Ned sighed and thought “Oh great, floating point precision issues”, but on further investigation it turned out that that wasn’t it at all. The error could be arbitrarily large, it’s just that Hypothesis reliably gave an example where it was almost as small as it could possibly be and still fail.

This wasn’t a bug, either. This is how Hypothesis, QuickCheck, and all of the other tools in this family are designed to work.

The problem is that test case reduction is designed to produce the simplest example possible to demonstrate the bug. If the bug can be expressed as happening when some score exceeds some threshold, and the score is one that tends to increase with example size, then the failing example that a property-based testing library gives you will tend to be one where the score is barely above that threshold, making the problem look much less bad than it actually is.

This isn’t even a bug in Hypothesis - QuickCheck or any other property-based testing would do the same. It’s literally working as intended.

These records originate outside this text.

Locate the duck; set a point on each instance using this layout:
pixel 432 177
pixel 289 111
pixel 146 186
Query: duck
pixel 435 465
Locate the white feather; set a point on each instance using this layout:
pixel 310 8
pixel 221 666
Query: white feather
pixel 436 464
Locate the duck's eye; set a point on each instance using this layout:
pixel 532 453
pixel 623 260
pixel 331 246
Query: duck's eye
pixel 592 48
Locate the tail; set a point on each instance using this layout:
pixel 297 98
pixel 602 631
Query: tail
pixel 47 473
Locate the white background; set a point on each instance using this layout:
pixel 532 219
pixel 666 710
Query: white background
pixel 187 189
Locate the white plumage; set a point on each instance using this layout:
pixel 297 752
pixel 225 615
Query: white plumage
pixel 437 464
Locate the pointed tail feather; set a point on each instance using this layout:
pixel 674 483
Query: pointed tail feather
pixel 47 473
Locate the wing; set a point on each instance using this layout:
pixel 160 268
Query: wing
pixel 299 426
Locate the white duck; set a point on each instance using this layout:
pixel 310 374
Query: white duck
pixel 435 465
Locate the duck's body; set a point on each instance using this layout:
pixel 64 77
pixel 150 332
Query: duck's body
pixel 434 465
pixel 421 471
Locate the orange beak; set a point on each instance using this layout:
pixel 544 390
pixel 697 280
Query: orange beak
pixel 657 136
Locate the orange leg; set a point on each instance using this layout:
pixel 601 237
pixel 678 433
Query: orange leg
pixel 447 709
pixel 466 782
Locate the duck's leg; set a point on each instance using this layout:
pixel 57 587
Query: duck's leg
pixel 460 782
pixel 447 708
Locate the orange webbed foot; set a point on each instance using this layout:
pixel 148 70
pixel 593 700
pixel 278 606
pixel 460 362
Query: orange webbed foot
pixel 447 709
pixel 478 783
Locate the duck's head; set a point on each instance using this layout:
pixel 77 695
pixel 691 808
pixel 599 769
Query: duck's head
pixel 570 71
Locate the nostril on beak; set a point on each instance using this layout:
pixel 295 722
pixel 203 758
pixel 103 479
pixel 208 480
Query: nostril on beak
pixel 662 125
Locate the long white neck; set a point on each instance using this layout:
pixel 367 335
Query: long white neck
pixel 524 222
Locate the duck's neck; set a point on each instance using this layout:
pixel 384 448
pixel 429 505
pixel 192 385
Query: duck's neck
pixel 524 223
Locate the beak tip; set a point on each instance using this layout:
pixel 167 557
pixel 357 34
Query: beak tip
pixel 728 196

Arguably it’s not even really a problem: Hypothesis has demonstrated the bug, and it’s done so with a simple example which should thus be easy to understand.

But I can’t help but feel that we could do better. It definitely produces misleading examples even if they technically demonstrate the right problem, and misleading examples are a great way to waste the user’s time.

I also ran into this problem again recently, where it was more of a problem because it was resulting in flaky tests.

I recently introduced a deadline feature as part of the work on Hypothesis performance legibility that Smarkets are funding. This causes slow examples to be treated as failures: If an example passes but took longer than your deadline to run, it raises DeadlineExceeded. This is treated as a normal error and Hypothesis shrinks it like anything else (including allowing it to participate in the multi-shrinking process).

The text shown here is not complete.